1. This list is not exhaustive. If you have a strategy for proving consistency that is not in the list, feel free to share it!)
2. The arguments here are not necessarily rigorous, so you need to check the conditions under which they apply.

Now for the strategies:

1. Use the central limit theorem (CLT), or some version of it. This is especially applicable for i.i.d. sums, but there are versions of the CLT that don’t require identical distribution (and there are some that don’t even require complete independence!).
2. Use the delta method.
3. If your estimator is the maximum likelihood estimator (MLE), then it is asymptotically normal under some regularity conditions (see here).
4. If your estimator is an M-estimator or a Z-estimator, then it is asymptotically normal under some regularity conditions (see here).
5. Work directly with the definition of convergence in distribution: show that the CDFs convergence pointwise to the limiting CDF (at all points of continuity for the limiting CDF).
6. Use Lévy’s continuity theorem: If the characteristic functions of the random variable sequence converge pointwise to the characteristic function of the limiting random variable, then the random variable sequence converges in distribution to the limiting random variable. (A similar theorem applies for moment generating functions, see here.)
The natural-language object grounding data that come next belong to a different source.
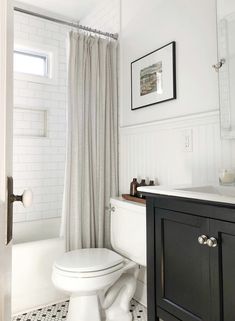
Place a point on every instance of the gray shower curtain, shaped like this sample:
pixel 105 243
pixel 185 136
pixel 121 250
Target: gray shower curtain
pixel 92 146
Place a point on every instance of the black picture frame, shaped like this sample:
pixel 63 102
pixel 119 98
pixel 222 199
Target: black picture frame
pixel 173 76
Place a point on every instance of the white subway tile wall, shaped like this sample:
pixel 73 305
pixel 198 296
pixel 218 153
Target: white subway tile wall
pixel 40 124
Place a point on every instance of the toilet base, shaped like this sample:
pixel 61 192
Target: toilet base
pixel 79 305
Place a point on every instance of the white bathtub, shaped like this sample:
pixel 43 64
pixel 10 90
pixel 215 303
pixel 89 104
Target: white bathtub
pixel 36 246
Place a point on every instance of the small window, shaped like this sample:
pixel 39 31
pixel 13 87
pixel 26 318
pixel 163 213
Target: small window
pixel 31 63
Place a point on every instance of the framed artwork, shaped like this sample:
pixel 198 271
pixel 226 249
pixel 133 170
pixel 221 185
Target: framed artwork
pixel 153 77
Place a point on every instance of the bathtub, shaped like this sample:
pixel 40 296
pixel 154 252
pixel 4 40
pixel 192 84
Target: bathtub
pixel 36 245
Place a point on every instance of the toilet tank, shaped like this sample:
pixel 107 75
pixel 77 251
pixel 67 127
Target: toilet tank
pixel 128 229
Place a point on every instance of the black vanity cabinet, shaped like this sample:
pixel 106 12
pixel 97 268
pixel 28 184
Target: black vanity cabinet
pixel 190 260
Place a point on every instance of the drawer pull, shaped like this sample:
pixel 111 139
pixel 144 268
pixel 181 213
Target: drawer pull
pixel 202 239
pixel 212 242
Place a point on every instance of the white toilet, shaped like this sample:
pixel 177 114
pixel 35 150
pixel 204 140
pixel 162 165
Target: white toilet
pixel 102 282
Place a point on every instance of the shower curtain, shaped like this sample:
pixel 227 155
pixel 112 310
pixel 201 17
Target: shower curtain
pixel 91 176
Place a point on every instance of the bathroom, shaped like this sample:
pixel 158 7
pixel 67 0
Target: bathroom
pixel 185 139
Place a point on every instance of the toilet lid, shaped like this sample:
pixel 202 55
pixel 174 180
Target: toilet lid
pixel 88 260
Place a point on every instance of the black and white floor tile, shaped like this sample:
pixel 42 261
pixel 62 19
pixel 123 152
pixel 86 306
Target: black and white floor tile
pixel 58 312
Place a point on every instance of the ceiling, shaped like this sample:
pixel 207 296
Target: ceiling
pixel 73 9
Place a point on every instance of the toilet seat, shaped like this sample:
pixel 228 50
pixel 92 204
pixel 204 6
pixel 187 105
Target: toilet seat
pixel 87 263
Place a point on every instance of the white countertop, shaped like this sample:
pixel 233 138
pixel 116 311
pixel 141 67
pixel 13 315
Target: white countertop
pixel 221 194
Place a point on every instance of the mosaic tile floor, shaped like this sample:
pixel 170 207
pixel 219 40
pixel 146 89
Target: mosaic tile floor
pixel 58 312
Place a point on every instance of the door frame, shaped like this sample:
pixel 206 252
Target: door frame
pixel 6 134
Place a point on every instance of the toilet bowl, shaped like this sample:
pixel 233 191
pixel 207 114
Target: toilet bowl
pixel 101 282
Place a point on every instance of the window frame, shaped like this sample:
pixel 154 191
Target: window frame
pixel 40 50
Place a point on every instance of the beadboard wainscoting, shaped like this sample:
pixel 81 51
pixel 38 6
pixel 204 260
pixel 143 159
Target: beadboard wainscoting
pixel 156 150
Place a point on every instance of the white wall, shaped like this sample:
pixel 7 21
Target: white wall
pixel 105 16
pixel 148 26
pixel 39 161
pixel 152 138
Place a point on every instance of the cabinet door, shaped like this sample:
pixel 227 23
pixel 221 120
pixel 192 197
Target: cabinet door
pixel 182 264
pixel 222 262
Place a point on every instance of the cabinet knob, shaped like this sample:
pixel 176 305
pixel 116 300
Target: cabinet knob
pixel 212 242
pixel 202 239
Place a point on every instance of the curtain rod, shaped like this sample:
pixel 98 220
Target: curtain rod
pixel 71 24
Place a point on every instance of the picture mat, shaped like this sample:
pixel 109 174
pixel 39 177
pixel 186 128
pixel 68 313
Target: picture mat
pixel 164 55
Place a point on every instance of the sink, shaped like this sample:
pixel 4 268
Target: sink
pixel 212 193
pixel 228 191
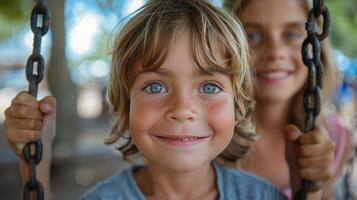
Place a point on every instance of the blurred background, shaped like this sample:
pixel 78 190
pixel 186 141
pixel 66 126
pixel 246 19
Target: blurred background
pixel 76 52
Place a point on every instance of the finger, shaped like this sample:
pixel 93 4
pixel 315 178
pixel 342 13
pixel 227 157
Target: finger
pixel 313 137
pixel 310 151
pixel 24 98
pixel 316 174
pixel 23 112
pixel 48 104
pixel 292 133
pixel 30 124
pixel 316 162
pixel 22 135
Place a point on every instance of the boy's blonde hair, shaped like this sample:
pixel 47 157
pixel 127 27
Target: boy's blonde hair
pixel 145 38
pixel 330 71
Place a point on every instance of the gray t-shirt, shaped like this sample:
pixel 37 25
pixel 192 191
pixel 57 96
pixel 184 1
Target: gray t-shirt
pixel 232 184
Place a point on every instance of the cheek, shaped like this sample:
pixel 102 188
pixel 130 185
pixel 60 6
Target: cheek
pixel 220 115
pixel 142 114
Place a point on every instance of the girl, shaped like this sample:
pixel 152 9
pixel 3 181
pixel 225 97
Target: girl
pixel 180 84
pixel 276 30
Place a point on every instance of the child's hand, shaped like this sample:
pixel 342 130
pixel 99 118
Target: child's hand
pixel 310 156
pixel 28 120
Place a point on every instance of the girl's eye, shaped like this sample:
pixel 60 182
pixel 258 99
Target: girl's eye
pixel 291 35
pixel 155 88
pixel 210 88
pixel 254 37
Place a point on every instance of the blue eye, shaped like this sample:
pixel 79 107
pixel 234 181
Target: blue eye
pixel 254 38
pixel 210 88
pixel 155 88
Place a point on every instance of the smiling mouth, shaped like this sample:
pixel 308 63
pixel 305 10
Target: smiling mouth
pixel 181 141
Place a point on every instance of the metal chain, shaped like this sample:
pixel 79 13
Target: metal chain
pixel 312 59
pixel 32 152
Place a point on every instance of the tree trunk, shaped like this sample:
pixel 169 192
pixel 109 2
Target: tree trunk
pixel 60 84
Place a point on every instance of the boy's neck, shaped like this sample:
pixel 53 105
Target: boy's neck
pixel 157 183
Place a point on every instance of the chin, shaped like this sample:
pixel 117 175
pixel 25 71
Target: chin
pixel 183 165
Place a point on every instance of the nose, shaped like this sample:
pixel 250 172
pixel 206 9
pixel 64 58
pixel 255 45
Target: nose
pixel 182 109
pixel 275 48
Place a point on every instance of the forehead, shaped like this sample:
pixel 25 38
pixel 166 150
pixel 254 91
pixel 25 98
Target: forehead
pixel 182 54
pixel 273 12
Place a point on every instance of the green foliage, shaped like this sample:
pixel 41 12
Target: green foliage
pixel 344 25
pixel 13 15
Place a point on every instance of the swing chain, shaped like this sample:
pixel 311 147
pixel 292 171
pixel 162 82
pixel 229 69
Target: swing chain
pixel 35 65
pixel 312 59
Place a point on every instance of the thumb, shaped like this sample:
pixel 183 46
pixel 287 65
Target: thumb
pixel 292 133
pixel 48 105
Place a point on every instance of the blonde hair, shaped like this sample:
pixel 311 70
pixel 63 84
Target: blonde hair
pixel 145 38
pixel 330 72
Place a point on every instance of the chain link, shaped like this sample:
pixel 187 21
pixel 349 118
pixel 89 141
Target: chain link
pixel 34 73
pixel 312 59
7. Use the Portmanteau theorem.
8. Slutsky’s theorem will often come in handy. Often the thing we need to prove convergence in distribution for is a ratio $A_n / B_n$ with randomness in both numerator and denominator. Slutsky’s theorem allows us to deal with the two sources of randomness separately. If we can show something like $A_n / m_n \stackrel{d}{\rightarrow} P$ and $m_n / B_n \stackrel{P}{\rightarrow} c$ for some constant $c$ and deterministic sequence $\{ m_n \}$, then Slutsky’s theorem concludes that $A_n / B_n \stackrel{d}{\rightarrow} cP$. (When $m_n = m$ for all $n$, then showing $m_n / B_n \stackrel{P}{\rightarrow} c$ is the same as showing $B_n \stackrel{P}{\rightarrow} cm$.)